Risk of second cancer related to treatment of first cancer

The aim of a multinational study series in collaboration with the U.S. National Cancer Institute is to evaluate the risk of second cancers related to a treatment of the first malignancy. Numerous studies of this project have been published since the 1990s.

The autumn 2005 papers concentrate on the risk of second cancer among survivors of testicular cancer and Hodgkin's lymphoma. They are based on information from 14 Cancer Registries from North America and Europe. In short, the life-long incidence of new cancer a typical testicular cancer patient who has survived 10 years is over 30% as compared with 25% among comparable men in the reference populations. Due to low incidence of cancers in younger ages, the relative excess risk is highest among young survivors of testicular cancer although the excess absolute risk is not (see the graph below).
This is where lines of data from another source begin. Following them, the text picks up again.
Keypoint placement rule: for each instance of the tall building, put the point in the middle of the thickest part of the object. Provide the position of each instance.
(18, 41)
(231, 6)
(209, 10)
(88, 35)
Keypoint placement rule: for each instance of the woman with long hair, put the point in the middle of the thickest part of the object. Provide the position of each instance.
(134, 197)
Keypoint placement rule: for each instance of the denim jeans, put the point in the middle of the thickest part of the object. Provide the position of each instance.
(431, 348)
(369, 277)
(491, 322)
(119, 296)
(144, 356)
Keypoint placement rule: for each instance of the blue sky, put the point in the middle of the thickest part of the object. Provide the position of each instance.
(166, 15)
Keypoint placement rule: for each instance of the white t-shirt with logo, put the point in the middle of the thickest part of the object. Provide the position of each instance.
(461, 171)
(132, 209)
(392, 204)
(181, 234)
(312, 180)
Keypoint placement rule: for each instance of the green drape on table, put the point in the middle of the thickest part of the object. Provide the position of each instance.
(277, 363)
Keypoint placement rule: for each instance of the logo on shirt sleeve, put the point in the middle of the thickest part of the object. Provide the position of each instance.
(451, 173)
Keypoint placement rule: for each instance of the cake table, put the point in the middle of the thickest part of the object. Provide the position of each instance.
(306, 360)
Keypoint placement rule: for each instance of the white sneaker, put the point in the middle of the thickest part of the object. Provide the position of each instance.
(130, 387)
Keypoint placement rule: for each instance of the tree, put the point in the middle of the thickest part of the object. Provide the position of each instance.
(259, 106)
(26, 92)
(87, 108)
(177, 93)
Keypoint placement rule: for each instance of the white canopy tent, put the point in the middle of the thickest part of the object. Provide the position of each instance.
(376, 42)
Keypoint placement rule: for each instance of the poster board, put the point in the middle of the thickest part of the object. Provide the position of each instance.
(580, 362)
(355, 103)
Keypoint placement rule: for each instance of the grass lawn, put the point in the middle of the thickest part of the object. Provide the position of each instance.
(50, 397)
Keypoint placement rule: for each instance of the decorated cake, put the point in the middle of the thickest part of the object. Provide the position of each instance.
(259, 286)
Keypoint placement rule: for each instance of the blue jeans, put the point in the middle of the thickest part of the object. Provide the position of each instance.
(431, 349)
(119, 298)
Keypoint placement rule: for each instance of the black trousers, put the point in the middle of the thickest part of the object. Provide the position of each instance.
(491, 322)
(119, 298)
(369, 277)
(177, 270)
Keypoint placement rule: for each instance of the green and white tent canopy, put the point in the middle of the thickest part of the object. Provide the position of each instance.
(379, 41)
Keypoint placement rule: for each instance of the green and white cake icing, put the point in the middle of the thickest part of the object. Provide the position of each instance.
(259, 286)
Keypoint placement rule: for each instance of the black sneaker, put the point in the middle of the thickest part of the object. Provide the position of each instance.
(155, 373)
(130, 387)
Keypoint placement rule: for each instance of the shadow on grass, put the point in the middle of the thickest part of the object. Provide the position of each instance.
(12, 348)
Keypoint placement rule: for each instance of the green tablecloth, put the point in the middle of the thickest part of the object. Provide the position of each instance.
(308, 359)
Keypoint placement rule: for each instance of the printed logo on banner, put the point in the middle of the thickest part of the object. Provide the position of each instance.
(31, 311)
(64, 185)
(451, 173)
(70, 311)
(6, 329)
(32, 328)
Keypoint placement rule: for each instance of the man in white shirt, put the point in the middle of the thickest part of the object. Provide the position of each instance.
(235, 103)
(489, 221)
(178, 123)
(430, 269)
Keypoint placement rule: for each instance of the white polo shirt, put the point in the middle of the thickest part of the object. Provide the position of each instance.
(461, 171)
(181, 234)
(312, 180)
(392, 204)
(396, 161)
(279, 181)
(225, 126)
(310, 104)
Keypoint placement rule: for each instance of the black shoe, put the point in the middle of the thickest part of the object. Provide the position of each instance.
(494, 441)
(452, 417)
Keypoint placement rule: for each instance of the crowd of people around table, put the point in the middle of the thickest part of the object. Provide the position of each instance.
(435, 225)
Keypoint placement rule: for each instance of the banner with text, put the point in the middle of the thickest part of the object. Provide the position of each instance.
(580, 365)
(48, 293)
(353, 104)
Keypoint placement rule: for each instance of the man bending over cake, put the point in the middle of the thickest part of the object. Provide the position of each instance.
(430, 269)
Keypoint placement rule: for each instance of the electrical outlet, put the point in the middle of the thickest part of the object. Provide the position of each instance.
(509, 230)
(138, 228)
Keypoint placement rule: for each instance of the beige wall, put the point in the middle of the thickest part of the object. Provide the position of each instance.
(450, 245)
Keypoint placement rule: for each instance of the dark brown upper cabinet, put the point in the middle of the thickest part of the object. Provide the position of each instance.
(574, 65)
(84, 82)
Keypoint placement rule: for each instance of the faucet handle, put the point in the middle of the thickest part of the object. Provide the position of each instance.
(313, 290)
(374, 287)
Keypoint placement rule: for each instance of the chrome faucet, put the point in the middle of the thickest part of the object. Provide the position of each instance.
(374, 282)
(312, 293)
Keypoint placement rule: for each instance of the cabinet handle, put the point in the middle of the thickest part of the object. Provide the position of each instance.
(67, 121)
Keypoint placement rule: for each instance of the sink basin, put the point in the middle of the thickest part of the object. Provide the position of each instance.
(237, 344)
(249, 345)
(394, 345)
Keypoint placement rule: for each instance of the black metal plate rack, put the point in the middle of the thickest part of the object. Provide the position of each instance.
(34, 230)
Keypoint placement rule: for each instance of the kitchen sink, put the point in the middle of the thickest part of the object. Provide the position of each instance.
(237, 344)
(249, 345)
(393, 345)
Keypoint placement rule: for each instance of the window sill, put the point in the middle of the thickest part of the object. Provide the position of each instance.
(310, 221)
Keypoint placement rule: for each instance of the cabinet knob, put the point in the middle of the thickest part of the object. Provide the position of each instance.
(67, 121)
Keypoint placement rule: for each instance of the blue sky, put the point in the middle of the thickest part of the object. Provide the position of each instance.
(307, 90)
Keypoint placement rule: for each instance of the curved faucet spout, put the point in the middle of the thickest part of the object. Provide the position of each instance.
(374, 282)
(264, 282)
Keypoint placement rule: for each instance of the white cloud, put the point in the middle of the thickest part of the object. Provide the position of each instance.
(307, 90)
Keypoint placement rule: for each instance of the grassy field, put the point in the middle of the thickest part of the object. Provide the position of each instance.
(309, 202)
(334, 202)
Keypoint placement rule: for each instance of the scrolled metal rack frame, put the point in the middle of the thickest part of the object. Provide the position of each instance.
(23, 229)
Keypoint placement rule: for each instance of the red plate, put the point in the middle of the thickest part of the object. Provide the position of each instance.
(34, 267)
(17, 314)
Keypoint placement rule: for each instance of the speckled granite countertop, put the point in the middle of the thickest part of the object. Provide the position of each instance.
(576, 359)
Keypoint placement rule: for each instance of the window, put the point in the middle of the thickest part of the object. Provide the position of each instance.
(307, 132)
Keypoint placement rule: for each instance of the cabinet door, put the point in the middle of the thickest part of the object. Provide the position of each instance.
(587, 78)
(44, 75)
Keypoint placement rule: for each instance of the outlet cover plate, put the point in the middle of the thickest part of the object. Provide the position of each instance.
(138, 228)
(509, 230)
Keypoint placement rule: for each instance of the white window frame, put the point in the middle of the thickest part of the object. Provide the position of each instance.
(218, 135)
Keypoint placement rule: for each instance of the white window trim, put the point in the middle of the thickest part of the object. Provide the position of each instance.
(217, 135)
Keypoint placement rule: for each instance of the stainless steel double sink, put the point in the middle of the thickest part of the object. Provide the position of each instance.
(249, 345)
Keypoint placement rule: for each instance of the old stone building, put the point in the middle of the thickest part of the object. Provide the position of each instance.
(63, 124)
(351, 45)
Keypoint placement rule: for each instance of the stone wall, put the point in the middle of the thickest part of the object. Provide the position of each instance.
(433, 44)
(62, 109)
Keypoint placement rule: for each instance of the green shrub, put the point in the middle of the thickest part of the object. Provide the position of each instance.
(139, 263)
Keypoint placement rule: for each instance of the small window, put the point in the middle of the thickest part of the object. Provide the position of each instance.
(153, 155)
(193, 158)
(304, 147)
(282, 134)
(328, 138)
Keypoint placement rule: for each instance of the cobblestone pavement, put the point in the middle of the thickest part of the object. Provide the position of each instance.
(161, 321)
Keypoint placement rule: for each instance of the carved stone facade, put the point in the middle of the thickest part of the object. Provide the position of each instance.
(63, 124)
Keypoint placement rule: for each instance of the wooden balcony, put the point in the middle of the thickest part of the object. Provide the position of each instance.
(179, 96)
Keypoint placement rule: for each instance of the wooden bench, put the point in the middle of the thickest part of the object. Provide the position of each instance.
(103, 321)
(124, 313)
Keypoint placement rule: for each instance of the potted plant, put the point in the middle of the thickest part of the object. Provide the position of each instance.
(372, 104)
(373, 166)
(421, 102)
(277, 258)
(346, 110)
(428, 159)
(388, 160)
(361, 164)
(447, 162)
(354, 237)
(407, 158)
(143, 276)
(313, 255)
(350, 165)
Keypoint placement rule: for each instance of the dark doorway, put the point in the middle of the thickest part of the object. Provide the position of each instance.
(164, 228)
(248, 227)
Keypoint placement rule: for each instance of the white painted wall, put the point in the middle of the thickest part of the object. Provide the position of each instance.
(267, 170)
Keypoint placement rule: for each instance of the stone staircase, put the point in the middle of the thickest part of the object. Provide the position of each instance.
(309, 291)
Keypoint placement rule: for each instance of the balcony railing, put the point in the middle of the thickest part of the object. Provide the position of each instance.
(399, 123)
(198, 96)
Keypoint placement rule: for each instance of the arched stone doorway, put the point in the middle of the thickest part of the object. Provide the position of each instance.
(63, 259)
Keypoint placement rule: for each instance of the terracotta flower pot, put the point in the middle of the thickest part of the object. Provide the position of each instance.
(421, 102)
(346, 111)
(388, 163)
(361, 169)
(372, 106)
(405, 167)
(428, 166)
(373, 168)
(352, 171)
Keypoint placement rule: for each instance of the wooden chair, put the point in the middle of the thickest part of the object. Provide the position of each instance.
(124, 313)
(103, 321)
For a 25-year-old woman who received typical mantle-field radiation therapy for her Hodgkin's lymphoma, the risk of developing breast cancer by age 55 years is 29%, remarkably higher than the respective risk of a 25-year-old woman in the general population (about 3%).   As a comparison, a 50-year-old woman who takes hormone replacement therapy for 10 years has a chance of about 8% of developing breast cancer over the next 30 years.

The principal investigator of this project at the Finnish Cancer Registry is Eero Pukkala, and professor Heikki Joensuu from Helsinki University Hospital coordinates the abstracting of treatment-related factors.